Who should win Offensive Rookie of the Year?
Griffin and Wilson had fairly similar numbers. RGIII had a better quarterback rating than Wilson (102.4 versus 100.0) and a better completion percentage (65.6 versus 64.1). Wilson threw for six more touchdowns than Griffin, but he also threw five more interceptions. Griffin also had the edge over Wilson in terms of passing yardage, yards per attempt, rushing yards and rushing touchdowns.
While the numbers are close, Griffin has a slight statistical advantage over Wilson. Griffin separates himself from Wilson though, because he was significantly more important to his team than Wilson.
Though both quarterbacks had a great running back to compliment them, Griffin didn’t have the benefit of having a great defense to rely on. The Seahawks defense ranked fourth in the NFL in yards per game and first in points per game. The Redskins defense ranked 22nd in points per game and 28th in yards per game. Griffin also had to play a significant portion of the season without his two best receivers, Fred Davis and Pierre Garcon.
Take away Wilson from the Seahawks and they still may have reached the playoffs, or at least finished .500. Take Griffin from the Redskins and they don’t win more than five games if they’re lucky.
Alfred Morris had an unbelievable season, an all-pro caliber season. If Adrian Peterson wasn’t a superhuman, than Morris would have had the best season of any running back in the NFL.

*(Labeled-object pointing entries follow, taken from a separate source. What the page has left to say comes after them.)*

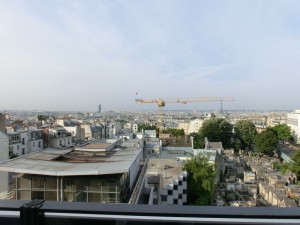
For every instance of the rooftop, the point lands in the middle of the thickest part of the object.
(72, 163)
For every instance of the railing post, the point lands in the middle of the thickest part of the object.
(31, 214)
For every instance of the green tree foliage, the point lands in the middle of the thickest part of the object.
(174, 132)
(266, 141)
(12, 155)
(197, 140)
(283, 132)
(283, 167)
(200, 180)
(217, 129)
(295, 165)
(245, 132)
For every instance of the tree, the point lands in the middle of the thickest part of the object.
(217, 129)
(198, 143)
(283, 132)
(201, 175)
(295, 165)
(245, 132)
(266, 141)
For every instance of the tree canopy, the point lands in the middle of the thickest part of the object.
(217, 129)
(200, 180)
(197, 140)
(245, 132)
(295, 165)
(266, 141)
(283, 131)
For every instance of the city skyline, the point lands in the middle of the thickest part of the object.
(71, 55)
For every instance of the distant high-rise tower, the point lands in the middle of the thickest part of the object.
(2, 123)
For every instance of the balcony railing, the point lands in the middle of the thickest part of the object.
(40, 212)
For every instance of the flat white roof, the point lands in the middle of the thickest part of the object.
(72, 163)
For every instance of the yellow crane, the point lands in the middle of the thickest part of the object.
(162, 103)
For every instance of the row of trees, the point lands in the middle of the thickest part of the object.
(201, 176)
(244, 136)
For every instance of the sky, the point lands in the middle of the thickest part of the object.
(72, 55)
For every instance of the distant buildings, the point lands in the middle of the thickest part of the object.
(293, 121)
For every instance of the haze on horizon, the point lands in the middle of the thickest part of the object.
(73, 55)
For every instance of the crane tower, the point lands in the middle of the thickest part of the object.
(162, 103)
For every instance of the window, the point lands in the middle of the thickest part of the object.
(164, 198)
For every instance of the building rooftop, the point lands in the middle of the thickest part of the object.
(72, 163)
(168, 169)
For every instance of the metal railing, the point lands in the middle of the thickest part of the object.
(46, 212)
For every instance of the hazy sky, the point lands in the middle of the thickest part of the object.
(74, 55)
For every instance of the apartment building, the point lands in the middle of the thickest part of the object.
(102, 171)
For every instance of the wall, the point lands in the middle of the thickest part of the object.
(4, 155)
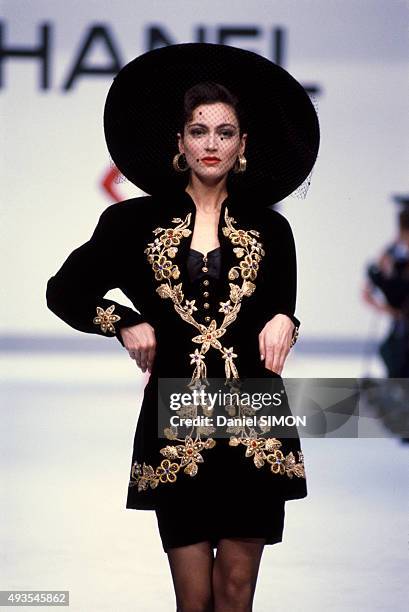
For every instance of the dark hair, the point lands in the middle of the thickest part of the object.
(404, 219)
(209, 92)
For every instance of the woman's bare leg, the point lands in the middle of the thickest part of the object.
(191, 567)
(235, 573)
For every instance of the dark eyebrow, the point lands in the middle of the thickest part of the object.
(221, 125)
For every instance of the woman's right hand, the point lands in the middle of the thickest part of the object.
(139, 340)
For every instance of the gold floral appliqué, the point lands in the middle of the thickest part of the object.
(105, 318)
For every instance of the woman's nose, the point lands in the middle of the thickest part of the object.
(211, 141)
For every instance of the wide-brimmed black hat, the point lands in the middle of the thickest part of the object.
(145, 104)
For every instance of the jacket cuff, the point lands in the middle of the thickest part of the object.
(127, 320)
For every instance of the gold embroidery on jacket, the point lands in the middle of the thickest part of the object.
(160, 253)
(105, 318)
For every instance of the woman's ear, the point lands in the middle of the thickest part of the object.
(243, 143)
(180, 143)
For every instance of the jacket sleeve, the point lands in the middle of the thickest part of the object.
(284, 264)
(76, 292)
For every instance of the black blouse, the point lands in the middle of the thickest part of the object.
(195, 263)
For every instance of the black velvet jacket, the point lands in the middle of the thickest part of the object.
(203, 327)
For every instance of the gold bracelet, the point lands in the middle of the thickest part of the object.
(295, 336)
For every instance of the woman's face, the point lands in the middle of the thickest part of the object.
(212, 132)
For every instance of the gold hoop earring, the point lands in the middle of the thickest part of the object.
(241, 167)
(176, 163)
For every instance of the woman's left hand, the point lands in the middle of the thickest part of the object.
(275, 342)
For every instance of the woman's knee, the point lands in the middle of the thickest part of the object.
(200, 603)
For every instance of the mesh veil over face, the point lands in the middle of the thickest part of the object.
(143, 111)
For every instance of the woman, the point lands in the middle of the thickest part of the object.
(212, 272)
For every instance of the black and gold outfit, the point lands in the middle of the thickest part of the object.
(207, 315)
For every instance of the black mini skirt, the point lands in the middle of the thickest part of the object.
(214, 519)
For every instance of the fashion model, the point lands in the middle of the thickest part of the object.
(213, 135)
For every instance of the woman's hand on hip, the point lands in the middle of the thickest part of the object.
(275, 342)
(140, 341)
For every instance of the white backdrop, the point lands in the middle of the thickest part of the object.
(55, 158)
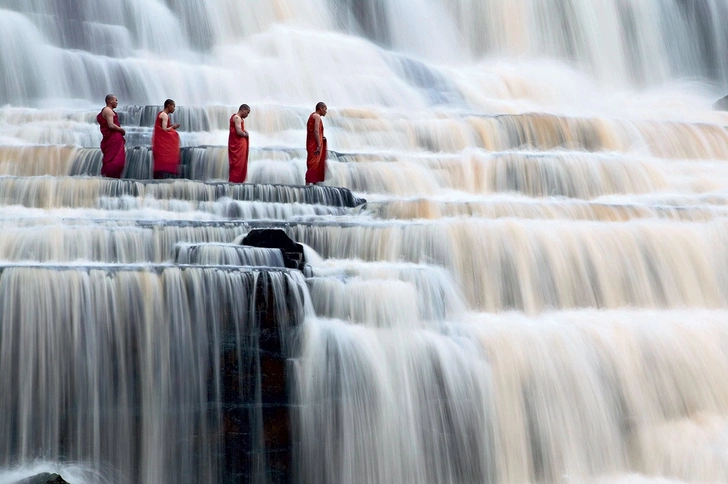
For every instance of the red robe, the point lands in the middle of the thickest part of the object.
(112, 148)
(165, 149)
(238, 148)
(316, 163)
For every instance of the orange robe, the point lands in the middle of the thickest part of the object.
(113, 148)
(238, 148)
(316, 164)
(165, 150)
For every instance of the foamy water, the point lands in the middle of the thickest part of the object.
(535, 290)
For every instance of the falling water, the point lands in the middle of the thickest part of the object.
(521, 279)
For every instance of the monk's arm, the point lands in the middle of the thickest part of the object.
(165, 123)
(316, 135)
(109, 117)
(239, 127)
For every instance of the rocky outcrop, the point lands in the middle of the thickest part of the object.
(277, 239)
(721, 104)
(44, 478)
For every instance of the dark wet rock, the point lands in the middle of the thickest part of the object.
(277, 239)
(44, 478)
(721, 104)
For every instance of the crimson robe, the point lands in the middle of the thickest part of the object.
(238, 148)
(165, 150)
(113, 148)
(316, 164)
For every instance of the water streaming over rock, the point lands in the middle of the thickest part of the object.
(521, 279)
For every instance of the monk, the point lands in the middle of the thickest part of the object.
(238, 145)
(165, 144)
(113, 144)
(316, 146)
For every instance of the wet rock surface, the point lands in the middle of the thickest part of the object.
(44, 478)
(721, 104)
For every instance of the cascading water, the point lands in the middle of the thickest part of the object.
(534, 291)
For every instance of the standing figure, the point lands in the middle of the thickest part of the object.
(165, 144)
(113, 145)
(316, 146)
(238, 145)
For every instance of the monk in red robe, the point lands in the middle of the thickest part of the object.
(165, 144)
(316, 146)
(238, 145)
(113, 144)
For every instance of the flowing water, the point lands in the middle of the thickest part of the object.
(535, 291)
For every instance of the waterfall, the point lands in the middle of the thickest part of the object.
(515, 270)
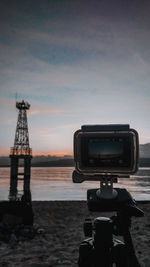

He isn’t the rookie of the year though.
For as good as he was, and he was truly great, Morris would not have been as successful without Griffin. The constant of threat of RGIII running the ball, and the fact that defenses always had to respect him, opened up lanes for Morris to run through.
So while all three rookies had fantastic seasons, Robert Griffin III was the most dynamic and the most exceptional. So quite simply, he should be the offensive rookie of the year.